📚 IP Address Basics 6 min de lectura

What's My IP: How IP Detection Works

Discover how websites detect your IP address, the role of HTTP headers, proxies, VPNs, and what your IP reveals about you.

How Websites See Your IP

Every time you connect to a website, your IP address is transmitted as part of the TCP connection. The web server reads the source IP from the incoming TCP packet. This is how "What's My IP" services work -- they simply echo back the IP address they see in the connection.

Your device (192.168.1.50)
  -> NAT router (203.0.113.10)
    -> Web server sees: 203.0.113.10

The server typically sees your public IP -- the address assigned to your router or gateway by your ISP. Your private LAN address (192.168.1.x) is never exposed to external servers.

HTTP Headers and IP Detection

Web servers can also look at HTTP headers for additional IP information:

Header Purpose
X-Forwarded-For Set by proxies; contains the original client IP
X-Real-IP Simplified version used by Nginx and other proxies
CF-Connecting-IP Cloudflare's header for the true client IP
Forwarded Standardized header (RFC 7239)

When you access a site through a CDN or reverse proxy, the server's direct connection is to the proxy, not to you. The proxy adds these headers so the application knows your real IP.

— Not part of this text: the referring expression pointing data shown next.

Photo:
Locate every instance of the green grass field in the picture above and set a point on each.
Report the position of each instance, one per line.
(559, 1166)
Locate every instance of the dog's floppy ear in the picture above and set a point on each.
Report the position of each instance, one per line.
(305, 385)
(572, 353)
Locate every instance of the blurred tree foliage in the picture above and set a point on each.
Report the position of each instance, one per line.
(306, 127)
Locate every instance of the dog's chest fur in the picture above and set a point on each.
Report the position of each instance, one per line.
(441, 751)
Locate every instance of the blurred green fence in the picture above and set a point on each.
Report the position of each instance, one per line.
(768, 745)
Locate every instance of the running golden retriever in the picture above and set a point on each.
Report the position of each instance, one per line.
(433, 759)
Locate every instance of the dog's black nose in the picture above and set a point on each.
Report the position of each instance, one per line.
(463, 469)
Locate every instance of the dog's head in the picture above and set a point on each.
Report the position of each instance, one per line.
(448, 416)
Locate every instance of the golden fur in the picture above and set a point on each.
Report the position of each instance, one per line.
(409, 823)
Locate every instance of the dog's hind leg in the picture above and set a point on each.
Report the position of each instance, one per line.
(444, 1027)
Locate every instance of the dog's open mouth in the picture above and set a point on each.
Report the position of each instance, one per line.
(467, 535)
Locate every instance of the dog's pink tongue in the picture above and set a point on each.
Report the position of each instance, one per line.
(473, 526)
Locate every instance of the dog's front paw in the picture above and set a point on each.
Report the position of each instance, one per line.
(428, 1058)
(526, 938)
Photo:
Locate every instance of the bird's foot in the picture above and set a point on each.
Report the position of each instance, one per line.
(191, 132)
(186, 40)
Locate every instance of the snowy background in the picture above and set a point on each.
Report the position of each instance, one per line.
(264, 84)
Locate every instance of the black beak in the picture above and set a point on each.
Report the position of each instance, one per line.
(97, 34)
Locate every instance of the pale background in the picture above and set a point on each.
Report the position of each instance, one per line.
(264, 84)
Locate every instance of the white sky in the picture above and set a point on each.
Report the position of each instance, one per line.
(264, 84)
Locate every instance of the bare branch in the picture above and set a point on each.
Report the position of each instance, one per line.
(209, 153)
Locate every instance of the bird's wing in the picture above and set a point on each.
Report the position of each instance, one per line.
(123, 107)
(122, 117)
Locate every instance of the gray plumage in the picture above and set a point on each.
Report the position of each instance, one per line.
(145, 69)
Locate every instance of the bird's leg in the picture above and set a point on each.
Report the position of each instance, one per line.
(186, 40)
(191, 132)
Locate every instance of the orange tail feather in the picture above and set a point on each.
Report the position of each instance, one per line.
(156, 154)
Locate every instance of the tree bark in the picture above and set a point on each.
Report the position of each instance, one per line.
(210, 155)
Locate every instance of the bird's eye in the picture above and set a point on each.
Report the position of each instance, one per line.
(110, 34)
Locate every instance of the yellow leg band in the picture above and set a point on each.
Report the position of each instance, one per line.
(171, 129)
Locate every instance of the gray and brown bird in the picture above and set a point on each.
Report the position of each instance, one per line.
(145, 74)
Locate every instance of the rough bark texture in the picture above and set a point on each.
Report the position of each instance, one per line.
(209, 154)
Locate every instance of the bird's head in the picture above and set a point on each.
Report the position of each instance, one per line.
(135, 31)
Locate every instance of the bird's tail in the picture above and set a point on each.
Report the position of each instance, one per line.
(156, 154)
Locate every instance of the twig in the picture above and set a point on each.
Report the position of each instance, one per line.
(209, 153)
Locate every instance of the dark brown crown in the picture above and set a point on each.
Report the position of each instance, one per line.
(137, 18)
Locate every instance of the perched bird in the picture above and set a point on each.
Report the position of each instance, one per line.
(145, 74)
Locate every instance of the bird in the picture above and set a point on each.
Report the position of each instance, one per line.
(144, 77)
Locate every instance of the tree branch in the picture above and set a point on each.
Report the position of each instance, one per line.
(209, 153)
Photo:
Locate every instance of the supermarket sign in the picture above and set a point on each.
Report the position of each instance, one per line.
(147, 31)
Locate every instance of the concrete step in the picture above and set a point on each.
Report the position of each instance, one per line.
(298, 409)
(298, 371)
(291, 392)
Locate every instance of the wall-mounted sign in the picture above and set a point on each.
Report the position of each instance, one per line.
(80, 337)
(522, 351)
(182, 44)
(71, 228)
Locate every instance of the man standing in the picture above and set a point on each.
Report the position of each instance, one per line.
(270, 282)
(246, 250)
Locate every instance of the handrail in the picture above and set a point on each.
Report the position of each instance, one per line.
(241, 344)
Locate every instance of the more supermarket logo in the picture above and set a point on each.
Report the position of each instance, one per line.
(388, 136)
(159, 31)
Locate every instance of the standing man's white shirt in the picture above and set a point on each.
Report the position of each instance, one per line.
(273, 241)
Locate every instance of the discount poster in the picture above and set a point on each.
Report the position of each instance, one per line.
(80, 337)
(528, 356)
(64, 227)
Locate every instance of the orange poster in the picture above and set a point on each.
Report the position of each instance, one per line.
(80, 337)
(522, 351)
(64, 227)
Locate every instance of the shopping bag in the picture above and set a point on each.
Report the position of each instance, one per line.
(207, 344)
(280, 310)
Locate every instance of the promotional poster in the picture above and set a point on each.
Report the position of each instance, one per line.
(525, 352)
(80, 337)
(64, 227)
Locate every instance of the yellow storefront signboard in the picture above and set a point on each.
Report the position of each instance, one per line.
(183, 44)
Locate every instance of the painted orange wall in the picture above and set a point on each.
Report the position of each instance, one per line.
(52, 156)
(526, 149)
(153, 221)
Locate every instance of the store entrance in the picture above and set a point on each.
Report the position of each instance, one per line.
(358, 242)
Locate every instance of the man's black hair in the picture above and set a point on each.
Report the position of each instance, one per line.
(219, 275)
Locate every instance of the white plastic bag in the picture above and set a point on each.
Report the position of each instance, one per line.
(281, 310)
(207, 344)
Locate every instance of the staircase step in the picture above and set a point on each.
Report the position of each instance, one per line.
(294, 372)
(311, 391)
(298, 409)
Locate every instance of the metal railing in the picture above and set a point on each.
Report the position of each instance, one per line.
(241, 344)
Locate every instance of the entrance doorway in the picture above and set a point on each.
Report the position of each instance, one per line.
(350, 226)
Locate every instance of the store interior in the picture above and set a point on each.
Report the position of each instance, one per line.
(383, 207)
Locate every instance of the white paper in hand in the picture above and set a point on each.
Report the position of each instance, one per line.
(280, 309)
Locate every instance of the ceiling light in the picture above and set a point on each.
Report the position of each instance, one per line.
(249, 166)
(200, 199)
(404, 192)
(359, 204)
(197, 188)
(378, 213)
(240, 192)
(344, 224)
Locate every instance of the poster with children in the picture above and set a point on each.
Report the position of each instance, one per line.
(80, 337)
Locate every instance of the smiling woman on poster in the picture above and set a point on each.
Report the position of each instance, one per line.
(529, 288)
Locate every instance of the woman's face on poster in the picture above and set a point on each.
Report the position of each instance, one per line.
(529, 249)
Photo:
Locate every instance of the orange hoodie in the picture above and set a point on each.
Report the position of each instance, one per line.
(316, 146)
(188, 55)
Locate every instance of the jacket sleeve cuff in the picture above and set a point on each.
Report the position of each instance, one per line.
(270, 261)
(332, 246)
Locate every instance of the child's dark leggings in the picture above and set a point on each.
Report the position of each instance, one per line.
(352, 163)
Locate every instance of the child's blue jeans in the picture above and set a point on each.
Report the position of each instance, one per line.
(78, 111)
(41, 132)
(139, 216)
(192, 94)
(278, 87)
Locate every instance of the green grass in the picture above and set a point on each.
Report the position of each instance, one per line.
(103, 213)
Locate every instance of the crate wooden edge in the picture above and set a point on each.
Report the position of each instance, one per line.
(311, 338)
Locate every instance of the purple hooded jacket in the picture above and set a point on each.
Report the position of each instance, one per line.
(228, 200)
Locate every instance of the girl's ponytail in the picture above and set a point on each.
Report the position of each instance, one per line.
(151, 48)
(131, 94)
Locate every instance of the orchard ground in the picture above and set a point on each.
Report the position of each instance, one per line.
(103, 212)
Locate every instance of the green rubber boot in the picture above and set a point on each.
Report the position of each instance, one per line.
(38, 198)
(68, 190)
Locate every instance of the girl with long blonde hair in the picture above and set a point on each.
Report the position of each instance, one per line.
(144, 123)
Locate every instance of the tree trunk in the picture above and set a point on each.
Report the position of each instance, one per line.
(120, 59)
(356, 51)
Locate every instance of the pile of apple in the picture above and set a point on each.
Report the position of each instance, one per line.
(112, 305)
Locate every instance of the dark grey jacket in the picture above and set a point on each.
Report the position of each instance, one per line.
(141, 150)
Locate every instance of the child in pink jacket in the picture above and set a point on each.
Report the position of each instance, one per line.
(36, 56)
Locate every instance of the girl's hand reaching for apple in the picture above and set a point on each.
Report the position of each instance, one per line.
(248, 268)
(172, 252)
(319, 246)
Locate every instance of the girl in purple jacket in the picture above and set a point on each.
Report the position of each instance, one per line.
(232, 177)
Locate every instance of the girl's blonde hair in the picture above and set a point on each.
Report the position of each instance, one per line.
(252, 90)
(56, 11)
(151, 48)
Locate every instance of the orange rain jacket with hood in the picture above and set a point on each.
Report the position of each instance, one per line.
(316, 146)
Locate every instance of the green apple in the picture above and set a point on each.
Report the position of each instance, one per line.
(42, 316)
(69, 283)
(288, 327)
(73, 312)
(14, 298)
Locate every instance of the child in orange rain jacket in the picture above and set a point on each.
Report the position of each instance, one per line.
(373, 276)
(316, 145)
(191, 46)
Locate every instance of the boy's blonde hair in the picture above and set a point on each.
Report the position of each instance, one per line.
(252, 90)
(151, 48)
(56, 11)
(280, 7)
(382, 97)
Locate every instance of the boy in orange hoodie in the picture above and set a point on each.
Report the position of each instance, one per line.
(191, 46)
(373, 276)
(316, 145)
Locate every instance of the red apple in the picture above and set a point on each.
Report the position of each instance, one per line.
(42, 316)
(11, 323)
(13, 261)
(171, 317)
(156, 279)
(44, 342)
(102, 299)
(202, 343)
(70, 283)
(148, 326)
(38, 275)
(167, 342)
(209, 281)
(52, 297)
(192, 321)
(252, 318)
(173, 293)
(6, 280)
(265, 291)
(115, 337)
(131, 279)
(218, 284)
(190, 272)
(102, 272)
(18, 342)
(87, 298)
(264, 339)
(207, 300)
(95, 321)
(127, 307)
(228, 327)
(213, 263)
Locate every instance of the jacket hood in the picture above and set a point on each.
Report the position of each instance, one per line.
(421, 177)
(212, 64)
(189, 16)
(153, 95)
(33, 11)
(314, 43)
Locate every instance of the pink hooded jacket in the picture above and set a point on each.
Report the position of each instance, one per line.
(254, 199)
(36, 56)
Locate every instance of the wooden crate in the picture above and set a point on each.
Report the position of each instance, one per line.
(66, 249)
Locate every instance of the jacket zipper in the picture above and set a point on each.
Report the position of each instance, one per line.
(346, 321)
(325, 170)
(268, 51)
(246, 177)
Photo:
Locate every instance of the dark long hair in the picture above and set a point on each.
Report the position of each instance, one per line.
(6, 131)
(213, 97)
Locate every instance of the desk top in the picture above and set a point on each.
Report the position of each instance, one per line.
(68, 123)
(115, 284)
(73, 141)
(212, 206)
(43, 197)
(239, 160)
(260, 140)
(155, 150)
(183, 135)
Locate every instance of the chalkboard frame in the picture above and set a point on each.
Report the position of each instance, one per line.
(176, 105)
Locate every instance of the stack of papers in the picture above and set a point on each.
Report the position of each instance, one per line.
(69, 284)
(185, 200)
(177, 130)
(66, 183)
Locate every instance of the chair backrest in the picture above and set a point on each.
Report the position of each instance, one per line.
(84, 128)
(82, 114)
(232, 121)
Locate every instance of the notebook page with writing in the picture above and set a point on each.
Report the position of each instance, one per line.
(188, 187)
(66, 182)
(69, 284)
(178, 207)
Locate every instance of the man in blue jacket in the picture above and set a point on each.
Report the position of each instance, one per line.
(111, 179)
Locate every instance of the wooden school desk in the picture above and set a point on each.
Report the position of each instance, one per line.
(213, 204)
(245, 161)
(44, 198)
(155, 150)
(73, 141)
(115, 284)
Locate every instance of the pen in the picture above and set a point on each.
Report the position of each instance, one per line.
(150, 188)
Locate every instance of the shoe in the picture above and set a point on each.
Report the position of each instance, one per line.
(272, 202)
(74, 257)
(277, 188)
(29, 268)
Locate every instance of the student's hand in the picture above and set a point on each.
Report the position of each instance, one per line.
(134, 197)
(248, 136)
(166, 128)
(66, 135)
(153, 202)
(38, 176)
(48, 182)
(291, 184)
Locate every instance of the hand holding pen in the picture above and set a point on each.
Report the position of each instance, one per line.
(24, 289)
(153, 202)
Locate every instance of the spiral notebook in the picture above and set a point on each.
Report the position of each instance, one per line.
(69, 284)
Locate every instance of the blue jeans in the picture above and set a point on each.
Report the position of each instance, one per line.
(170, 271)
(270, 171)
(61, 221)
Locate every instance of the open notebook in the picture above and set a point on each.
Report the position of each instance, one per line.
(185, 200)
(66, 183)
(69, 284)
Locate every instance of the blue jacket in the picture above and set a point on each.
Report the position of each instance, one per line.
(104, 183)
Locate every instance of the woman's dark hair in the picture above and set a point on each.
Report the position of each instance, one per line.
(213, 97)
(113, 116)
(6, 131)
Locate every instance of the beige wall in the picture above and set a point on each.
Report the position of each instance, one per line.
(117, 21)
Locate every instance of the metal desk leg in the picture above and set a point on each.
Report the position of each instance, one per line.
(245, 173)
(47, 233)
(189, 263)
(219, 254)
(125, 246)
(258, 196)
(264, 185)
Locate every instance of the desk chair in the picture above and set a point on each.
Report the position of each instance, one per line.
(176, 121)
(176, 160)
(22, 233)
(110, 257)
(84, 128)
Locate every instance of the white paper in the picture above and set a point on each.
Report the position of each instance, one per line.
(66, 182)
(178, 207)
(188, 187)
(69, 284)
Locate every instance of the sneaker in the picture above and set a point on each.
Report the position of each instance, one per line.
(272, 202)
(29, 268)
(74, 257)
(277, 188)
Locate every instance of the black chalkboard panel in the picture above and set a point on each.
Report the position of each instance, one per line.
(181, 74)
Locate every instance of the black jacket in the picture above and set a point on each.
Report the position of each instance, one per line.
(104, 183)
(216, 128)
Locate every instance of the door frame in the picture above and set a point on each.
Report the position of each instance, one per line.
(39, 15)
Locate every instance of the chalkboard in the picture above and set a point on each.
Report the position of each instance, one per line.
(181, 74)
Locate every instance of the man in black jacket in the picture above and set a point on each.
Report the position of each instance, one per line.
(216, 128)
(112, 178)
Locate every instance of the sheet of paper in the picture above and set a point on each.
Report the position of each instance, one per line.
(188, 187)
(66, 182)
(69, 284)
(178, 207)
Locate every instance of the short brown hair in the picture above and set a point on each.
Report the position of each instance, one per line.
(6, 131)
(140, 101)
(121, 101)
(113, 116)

How Proxies and VPNs Change Detection

  • HTTP proxy -- The proxy's IP is visible to the server. Your real IP may still appear in X-Forwarded-For unless the proxy strips it.
  • SOCKS proxy -- Similar to HTTP proxies but work at a lower level. The proxy IP is what the server sees.
  • VPN -- Your traffic exits from the VPN server's IP. No HTTP headers reveal your real IP because the VPN operates at the network layer.
  • Tor -- Traffic exits from a Tor exit node. Your IP is hidden behind three layers of relays.

What Your IP Reveals

An IP address can be used to determine:

  • Approximate location -- City-level geolocation is typically accurate to within 25-50 km. Country-level is very reliable.
  • ISP / organization -- WHOIS data shows which provider owns the address block.
  • Connection type -- Whether you are on residential, business, mobile, or hosting infrastructure.
  • Blacklist status -- Whether your IP has been flagged for spam, abuse, or malicious activity.

Protecting Your IP Address

If you want to prevent websites from seeing your real IP:

  • Use a VPN to mask your IP with the VPN server's address.
  • Use Tor Browser for maximum anonymity (at the cost of speed).
  • Be aware of WebRTC leaks that can expose your real IP even behind a VPN -- disable WebRTC in your browser settings or use a browser extension.